Reputation: 2555
This isn't for anything serious, more so to just play around and experiment. Just not sure where I would start. Also not bound to Node.js, just figured it's the most popular server-side JS tool around.
Though if there are some major technical reasons why one shouldn't do something like this on a real site, feel free to throw them out there.
What I'm asking about is something like…
$input = $js_string_built_via_php;
if ($run_on_server)
$output = node.js($input);
else
$output = '<script type="text/javascript">'.$input.'</script>';
echo $output;
Upvotes: 1
Views: 2050
Reputation: 31919
dnode-php would a better solution for what you want today.
There is a cool introduction here. As mentioned by the author Henri Bergius:
DNode is a remote method invocation protocol originally written for Node.js, as the name probably tells. But as the protocol itself is quite simple, just sending newline-terminated JSON packets over TCP connections, implementations have started popping up in other languages. You can talk DNode in Ruby, Perl, Python, Java, and now PHP.
Upvotes: 0
Reputation: 846
There are several alternatives to using node here.
Have you seen the V8js PHP extension, which integrates the V8 engine with PHP? I don't have any experience with using it myself, though.

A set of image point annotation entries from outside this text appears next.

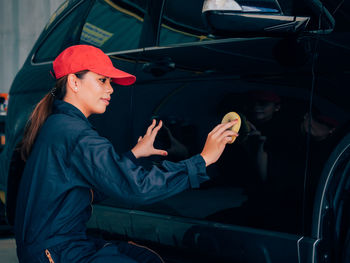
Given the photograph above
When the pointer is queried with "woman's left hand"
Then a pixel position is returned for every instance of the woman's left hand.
(144, 146)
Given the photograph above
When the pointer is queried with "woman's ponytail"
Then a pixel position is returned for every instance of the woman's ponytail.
(41, 112)
(39, 115)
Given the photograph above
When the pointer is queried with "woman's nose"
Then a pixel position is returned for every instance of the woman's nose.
(109, 88)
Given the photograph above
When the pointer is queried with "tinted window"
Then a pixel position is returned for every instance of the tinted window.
(63, 34)
(113, 25)
(182, 22)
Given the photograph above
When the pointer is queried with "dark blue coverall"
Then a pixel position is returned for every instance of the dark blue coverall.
(68, 162)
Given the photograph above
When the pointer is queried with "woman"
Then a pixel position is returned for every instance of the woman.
(68, 164)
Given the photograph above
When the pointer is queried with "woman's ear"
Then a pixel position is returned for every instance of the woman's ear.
(72, 82)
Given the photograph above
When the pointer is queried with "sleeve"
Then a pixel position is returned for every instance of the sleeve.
(121, 177)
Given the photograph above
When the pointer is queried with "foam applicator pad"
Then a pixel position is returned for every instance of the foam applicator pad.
(231, 116)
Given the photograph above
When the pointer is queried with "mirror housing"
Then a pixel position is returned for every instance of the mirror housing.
(246, 17)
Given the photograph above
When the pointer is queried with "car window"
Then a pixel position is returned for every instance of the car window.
(179, 25)
(63, 34)
(114, 25)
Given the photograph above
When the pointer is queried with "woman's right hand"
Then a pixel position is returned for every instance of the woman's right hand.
(216, 142)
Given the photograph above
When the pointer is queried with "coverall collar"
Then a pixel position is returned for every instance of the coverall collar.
(60, 106)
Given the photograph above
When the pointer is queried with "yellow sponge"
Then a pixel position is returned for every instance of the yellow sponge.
(231, 116)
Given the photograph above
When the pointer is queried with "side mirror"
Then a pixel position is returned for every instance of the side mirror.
(247, 17)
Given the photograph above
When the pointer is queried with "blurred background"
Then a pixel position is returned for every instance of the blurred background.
(21, 22)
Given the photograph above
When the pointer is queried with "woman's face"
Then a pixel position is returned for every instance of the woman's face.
(94, 93)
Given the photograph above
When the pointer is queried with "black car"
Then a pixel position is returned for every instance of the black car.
(281, 191)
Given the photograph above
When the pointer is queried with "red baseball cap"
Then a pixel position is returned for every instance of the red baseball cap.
(85, 57)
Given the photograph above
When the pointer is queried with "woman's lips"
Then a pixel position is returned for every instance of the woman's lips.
(106, 101)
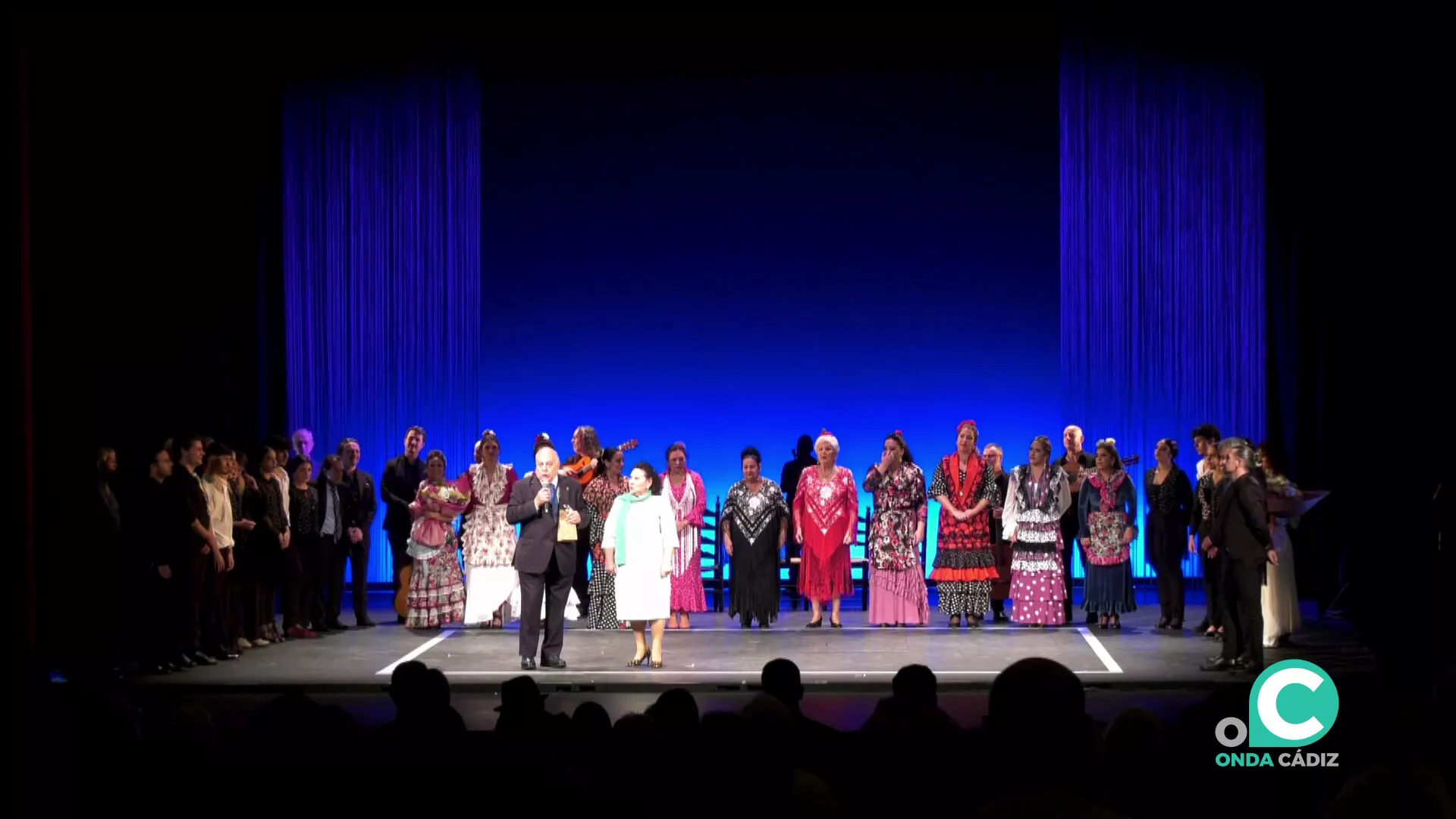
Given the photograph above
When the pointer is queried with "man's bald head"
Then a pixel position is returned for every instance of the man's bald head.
(546, 464)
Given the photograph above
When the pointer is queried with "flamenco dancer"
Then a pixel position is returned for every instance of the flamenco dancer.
(1037, 496)
(896, 575)
(965, 563)
(826, 513)
(1107, 515)
(436, 589)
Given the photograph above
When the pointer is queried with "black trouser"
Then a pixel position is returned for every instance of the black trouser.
(169, 610)
(400, 553)
(243, 591)
(290, 582)
(1168, 564)
(264, 569)
(204, 605)
(1242, 592)
(229, 607)
(359, 556)
(1213, 588)
(313, 556)
(794, 550)
(554, 586)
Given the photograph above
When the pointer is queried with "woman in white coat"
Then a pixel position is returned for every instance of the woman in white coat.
(637, 547)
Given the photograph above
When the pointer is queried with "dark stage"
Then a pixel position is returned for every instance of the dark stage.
(845, 670)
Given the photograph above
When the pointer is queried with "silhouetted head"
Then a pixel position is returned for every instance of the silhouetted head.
(915, 686)
(781, 679)
(1036, 697)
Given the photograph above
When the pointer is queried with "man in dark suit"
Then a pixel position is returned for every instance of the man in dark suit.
(398, 485)
(334, 545)
(1242, 534)
(546, 564)
(359, 503)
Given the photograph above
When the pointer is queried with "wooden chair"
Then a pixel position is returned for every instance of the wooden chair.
(859, 564)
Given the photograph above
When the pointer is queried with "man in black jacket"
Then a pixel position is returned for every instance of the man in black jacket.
(398, 487)
(359, 503)
(194, 554)
(1242, 534)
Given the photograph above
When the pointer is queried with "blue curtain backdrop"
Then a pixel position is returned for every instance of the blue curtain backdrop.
(382, 267)
(1163, 248)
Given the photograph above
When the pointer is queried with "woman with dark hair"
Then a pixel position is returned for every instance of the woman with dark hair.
(273, 538)
(1169, 499)
(897, 595)
(638, 547)
(246, 500)
(308, 560)
(601, 493)
(1200, 519)
(685, 490)
(1280, 594)
(1107, 525)
(755, 525)
(1037, 494)
(965, 561)
(436, 589)
(488, 539)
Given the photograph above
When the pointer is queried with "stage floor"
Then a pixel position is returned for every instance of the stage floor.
(717, 654)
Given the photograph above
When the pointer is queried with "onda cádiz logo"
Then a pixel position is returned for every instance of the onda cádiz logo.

Alternatively, similar to using node, you could install Rhino (available in the Ubuntu repos, at least from 12.04). Or another command line javascript interpreter. Then you can execute javascript from the shell:
rhino -e '<javascript code>';
So you should be able to do something like the following. You would have to use print to output data and then parse the output back in php somehow:
<?php
function execute_js($script) {
return shell_exec('rhino -e '.escapeshellarg($script));
}
$javascript = "
function add(a,b) {
return a+b;
}
print(add(5,6));
";
$result = execute_js($javascript);
print $result;
I doubt this would be a good idea in a production application and seems like it might be quite vulnerable with a much greater attack surface. With clients being able to inject javascript code that actually gets executed on the server. It's probably very slow at load also.